I run across a lot of "embarrassingly parallel" projects I'd like to parallelize with the multiprocessing
module. However, they often involve reading in huge files (greater than 2gb), processing them line by line, running basic calculations, and then writing results. What's the best way to split a file and process it using Python's multiprocessing module? Should Queue
or JoinableQueue
in multiprocessing
be used? Or the Queue
module itself? Or, should I map the file iterable over a pool of processes using multiprocessing
? I've experimented with these approaches but the overhead is immense in distribution the data line by line.
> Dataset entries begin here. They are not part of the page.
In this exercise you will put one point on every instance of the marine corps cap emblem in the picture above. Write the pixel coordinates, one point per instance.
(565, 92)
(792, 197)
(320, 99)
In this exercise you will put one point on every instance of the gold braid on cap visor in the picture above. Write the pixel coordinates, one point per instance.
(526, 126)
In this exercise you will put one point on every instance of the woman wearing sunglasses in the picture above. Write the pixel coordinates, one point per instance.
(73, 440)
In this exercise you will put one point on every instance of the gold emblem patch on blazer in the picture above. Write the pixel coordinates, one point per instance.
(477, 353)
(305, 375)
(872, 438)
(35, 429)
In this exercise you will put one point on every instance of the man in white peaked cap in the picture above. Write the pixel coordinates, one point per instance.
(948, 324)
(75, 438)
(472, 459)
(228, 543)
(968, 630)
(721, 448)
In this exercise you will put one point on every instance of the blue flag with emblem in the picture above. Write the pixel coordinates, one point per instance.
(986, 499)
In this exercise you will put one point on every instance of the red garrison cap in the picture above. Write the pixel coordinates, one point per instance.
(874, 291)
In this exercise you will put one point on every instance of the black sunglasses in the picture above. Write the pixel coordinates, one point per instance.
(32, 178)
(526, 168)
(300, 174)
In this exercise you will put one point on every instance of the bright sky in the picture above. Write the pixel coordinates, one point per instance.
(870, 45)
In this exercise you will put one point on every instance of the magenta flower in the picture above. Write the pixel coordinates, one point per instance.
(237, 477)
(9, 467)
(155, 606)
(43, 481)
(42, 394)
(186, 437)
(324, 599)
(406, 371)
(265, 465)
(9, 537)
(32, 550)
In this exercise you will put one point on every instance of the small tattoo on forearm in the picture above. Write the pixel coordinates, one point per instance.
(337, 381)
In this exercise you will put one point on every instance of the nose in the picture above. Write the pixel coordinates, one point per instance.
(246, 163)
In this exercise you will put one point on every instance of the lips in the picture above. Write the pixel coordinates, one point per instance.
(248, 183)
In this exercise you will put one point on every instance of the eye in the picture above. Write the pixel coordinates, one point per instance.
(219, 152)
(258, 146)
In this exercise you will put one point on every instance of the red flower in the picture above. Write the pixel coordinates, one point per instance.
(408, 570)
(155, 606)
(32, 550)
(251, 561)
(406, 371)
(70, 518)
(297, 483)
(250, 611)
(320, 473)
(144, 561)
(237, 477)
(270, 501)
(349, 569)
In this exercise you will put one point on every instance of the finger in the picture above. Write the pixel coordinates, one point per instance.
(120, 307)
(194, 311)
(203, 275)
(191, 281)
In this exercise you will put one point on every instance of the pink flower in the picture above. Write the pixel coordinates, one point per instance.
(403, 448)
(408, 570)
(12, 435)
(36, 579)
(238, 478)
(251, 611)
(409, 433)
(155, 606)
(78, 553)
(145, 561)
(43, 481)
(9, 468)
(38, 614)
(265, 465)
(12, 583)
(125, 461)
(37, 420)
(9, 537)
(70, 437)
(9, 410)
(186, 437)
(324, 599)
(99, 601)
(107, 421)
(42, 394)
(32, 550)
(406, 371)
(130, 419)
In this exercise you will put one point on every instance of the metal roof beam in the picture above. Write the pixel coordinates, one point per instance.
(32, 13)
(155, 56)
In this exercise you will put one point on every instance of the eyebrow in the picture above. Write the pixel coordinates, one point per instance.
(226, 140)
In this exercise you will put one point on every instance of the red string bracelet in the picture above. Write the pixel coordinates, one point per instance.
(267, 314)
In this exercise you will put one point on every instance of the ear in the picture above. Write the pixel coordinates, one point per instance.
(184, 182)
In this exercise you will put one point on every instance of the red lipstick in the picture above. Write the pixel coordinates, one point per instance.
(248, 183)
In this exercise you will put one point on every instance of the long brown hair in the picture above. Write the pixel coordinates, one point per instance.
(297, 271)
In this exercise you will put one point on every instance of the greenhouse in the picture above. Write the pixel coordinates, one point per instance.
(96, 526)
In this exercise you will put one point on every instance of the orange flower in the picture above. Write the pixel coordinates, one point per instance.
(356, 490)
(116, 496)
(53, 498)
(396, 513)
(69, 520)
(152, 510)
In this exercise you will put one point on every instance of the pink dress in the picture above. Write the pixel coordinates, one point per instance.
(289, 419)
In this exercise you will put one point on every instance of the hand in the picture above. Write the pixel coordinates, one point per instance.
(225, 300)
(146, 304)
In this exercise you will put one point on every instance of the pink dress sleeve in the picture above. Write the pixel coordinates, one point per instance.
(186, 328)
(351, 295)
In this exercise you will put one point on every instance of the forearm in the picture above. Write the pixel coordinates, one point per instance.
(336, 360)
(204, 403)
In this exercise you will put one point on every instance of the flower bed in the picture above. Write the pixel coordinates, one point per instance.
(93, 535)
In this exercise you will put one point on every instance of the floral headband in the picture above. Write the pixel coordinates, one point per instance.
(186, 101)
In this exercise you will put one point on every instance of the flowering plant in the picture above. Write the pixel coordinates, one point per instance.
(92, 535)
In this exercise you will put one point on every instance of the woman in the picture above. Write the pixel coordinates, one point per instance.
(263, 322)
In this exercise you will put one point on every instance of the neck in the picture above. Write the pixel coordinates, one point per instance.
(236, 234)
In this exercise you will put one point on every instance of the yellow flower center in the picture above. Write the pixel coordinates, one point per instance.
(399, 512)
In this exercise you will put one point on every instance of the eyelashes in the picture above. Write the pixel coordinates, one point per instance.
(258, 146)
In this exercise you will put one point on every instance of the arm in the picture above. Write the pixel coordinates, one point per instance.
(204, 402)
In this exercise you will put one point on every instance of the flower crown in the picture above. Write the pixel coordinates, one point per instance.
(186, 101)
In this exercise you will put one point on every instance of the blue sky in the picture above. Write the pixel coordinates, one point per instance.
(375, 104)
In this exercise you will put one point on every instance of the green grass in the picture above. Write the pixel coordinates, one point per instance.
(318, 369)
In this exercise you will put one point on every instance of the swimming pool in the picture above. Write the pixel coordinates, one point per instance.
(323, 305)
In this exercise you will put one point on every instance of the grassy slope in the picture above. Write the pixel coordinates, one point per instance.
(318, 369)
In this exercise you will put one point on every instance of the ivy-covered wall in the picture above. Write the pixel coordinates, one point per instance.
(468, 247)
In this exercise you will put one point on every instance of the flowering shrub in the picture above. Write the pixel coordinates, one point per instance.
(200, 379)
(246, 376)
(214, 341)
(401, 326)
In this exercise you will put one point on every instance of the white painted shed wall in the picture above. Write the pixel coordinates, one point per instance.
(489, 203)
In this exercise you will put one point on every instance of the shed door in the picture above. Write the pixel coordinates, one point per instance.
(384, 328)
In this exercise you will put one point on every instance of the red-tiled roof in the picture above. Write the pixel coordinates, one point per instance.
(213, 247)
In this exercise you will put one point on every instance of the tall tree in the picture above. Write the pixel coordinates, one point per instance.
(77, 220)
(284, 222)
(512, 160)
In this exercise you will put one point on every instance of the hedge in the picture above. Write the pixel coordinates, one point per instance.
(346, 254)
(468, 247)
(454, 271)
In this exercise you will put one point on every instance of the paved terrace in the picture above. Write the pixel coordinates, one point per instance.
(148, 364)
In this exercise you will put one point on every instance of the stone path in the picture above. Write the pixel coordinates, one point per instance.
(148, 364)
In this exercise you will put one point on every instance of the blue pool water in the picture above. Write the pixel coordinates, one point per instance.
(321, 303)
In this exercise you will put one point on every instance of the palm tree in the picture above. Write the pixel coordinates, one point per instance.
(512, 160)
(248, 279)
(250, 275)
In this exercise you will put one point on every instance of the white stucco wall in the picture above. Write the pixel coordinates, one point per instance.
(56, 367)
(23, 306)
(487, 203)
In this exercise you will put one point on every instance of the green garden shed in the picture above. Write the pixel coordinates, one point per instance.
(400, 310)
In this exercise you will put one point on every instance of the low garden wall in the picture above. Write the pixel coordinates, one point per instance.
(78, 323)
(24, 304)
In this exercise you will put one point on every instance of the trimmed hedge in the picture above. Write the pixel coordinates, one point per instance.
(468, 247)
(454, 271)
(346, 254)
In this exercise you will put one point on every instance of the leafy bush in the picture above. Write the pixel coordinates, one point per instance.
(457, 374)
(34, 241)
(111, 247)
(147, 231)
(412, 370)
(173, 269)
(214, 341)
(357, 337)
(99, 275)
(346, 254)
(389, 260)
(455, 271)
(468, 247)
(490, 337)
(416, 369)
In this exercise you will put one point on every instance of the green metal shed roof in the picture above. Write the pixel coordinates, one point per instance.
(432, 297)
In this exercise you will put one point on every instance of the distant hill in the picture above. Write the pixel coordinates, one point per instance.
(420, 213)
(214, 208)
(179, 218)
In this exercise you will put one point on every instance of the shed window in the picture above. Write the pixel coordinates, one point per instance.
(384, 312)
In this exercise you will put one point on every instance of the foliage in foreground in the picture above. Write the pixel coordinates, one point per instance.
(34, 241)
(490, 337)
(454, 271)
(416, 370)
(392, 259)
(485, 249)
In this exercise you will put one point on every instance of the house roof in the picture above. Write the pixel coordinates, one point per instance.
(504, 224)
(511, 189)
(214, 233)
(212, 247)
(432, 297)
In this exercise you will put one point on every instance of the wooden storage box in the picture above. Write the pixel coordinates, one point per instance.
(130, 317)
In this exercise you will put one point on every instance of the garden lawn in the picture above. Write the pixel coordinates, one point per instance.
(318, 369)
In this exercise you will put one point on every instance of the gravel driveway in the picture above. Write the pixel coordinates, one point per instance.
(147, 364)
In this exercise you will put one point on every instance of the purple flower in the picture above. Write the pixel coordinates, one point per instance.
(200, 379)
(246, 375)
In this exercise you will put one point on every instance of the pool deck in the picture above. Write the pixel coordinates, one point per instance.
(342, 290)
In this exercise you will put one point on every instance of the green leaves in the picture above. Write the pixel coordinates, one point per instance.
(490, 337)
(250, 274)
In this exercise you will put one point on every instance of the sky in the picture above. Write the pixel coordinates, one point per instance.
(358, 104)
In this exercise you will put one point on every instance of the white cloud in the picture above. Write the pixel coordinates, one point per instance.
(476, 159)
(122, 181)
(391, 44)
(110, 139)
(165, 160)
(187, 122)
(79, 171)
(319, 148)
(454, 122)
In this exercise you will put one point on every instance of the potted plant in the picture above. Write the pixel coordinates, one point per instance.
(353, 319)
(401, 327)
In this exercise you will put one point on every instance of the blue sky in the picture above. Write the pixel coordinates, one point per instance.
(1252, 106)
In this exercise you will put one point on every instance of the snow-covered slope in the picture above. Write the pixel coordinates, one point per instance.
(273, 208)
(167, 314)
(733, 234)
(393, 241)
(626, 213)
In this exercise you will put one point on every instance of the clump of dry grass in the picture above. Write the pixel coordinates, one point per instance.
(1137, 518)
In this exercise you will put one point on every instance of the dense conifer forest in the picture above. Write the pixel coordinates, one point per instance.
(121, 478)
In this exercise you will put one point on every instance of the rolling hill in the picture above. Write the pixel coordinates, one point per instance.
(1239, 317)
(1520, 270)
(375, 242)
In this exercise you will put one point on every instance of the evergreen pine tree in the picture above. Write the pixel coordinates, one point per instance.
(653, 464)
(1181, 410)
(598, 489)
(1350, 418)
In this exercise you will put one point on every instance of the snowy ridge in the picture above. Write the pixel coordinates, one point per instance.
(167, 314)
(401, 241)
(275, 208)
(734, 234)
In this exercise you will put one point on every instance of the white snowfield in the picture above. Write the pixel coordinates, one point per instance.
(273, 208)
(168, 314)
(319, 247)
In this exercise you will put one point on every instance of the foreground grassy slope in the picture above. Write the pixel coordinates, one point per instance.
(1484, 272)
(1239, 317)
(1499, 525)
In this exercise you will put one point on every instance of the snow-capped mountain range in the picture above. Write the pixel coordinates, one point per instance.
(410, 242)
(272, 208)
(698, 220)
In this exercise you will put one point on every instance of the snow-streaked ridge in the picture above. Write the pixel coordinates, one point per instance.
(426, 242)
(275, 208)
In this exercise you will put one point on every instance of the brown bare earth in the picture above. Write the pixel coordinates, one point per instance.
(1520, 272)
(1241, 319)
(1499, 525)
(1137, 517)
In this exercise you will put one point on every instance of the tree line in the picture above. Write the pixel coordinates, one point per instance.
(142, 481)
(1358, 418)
I've settled on a lightweight pipe-filters design by using cat file | process1 --out-file out1 --num-processes 2 | process2 --out-file out2
, which passes a certain percentage of the first process's input directly to the second input (see this post), but I'd like to have a solution contained entirely in Python.
Surprisingly, the Python documentation doesn't suggest a canonical way of doing this (despite a lengthy section on programming guidelines in the multiprocessing
documentation).
Thanks, Vince
Additional information: Processing time per line varies. Some problems are fast and barely not I/O bound, some are CPU-bound. The CPU bound, non-dependent tasks will gain the post from parallelization, such that even inefficient ways of assigning data to a processing function would still be beneficial in terms of wall clock time.
A prime example is a script that extracts fields from lines, checks for a variety of bitwise flags, and writes lines with certain flags to a new file in an entirely new format. This seems like an I/O bound problem, but when I ran it with my cheap concurrent version with pipes, it was about 20% faster. When I run it with pool and map, or queue in multiprocessing
it is always over 100% slower.